Air Absorption: In very large spaces (like concert halls), the air itself can absorb a significant amount of high-frequency sound energy, but this is a negligible factor for most common rooms.

Frequently Asked Questions

What is a good RT60 time?: It completely depends on the room’s purpose. For a recording studio control room, 0.2-0.5 seconds is ideal. For a classroom or lecture hall, 0.6-0.8 seconds is good for speech clarity. A concert hall for classical music might desire an RT60 of 1.8-2.2 seconds to add richness to the music.
How accurate is the Sabine formula?: The Sabine formula is an estimation and works best for rooms that are somewhat “live” and have evenly distributed absorption. For highly absorptive rooms (like anechoic chambers), other formulas like the Eyring formula may be more accurate. However, for most real-world applications, it provides a very useful prediction.
How do I find the absorption coefficient for my surfaces?: You can find reference tables online that list the sound absorption coefficient for common building materials. For this reverb decay calculator, it’s best to estimate an average value based on the predominant materials in your room.
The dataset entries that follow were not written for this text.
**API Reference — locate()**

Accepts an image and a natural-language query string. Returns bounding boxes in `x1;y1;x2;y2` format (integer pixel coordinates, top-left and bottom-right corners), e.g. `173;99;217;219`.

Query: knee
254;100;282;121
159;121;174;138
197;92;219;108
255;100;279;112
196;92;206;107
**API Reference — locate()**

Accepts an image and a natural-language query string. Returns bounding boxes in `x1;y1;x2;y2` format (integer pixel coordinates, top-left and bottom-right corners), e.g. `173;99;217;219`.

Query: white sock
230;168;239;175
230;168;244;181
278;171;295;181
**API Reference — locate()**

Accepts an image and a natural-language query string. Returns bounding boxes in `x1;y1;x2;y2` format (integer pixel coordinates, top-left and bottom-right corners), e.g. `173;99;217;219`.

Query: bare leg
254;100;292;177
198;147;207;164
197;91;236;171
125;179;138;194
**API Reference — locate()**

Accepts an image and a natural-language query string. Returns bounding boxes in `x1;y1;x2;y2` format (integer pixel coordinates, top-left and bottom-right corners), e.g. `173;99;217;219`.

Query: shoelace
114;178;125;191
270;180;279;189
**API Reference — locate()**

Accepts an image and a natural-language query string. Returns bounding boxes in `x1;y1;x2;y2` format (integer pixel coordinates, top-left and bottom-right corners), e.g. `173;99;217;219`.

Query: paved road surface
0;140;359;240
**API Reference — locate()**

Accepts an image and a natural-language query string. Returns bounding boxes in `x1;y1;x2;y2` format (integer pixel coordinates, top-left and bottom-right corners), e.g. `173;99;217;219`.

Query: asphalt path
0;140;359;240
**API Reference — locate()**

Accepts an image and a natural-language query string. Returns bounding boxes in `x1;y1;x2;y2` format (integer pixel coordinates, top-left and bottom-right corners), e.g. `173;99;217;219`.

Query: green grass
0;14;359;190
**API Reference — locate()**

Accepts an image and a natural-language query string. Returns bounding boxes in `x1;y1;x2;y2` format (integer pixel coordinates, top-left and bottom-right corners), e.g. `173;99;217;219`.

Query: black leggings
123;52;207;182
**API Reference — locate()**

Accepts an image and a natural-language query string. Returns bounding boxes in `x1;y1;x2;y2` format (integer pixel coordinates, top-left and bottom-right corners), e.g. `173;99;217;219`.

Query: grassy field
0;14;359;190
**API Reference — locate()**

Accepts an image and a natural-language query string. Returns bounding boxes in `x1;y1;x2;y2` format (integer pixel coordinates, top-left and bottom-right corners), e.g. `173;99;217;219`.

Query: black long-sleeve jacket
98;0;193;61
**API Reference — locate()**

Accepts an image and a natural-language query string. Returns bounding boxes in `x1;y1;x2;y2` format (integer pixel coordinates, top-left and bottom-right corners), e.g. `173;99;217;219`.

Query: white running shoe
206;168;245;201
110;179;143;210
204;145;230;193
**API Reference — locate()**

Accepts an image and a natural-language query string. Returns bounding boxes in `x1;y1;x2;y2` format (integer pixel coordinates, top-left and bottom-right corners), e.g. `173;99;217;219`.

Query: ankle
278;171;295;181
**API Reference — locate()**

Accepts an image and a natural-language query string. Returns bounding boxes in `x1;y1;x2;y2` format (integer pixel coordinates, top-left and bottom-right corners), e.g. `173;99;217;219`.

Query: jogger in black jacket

Why is my calculated reverb time so high?: A high RT60 usually means your room has a large volume and/or is constructed with highly reflective surfaces (e.g., concrete, glass, drywall, tile). This is common in modern, minimalist designs.
How can I lower my room’s reverb time?: To lower the reverb time, you must increase the total absorption (A) in the Sabine formula. This is achieved by adding absorptive materials to the room, such as acoustic panels, bass traps, thick rugs, heavy curtains, and soft furniture.
Can I have a reverb time of 0 seconds?: No. A reverb time of 0 is theoretically impossible as it would require all surfaces to have an absorption coefficient of 1.0, meaning no sound is ever reflected. Even an anechoic chamber has a very small, measurable reverb time.
Does changing the units from meters to feet change the result?: No. The calculator automatically switches the constant ‘k’ in the Sabine formula (from 0.161 to 0.049) to ensure the final RT60 time in seconds remains correct regardless of the input unit system.
What are Sabins?: A Sabin is the unit of sound absorption. One square foot (or meter) of a perfectly absorptive surface has a value of 1 Sabin. The total absorption of a room is measured in Sabins.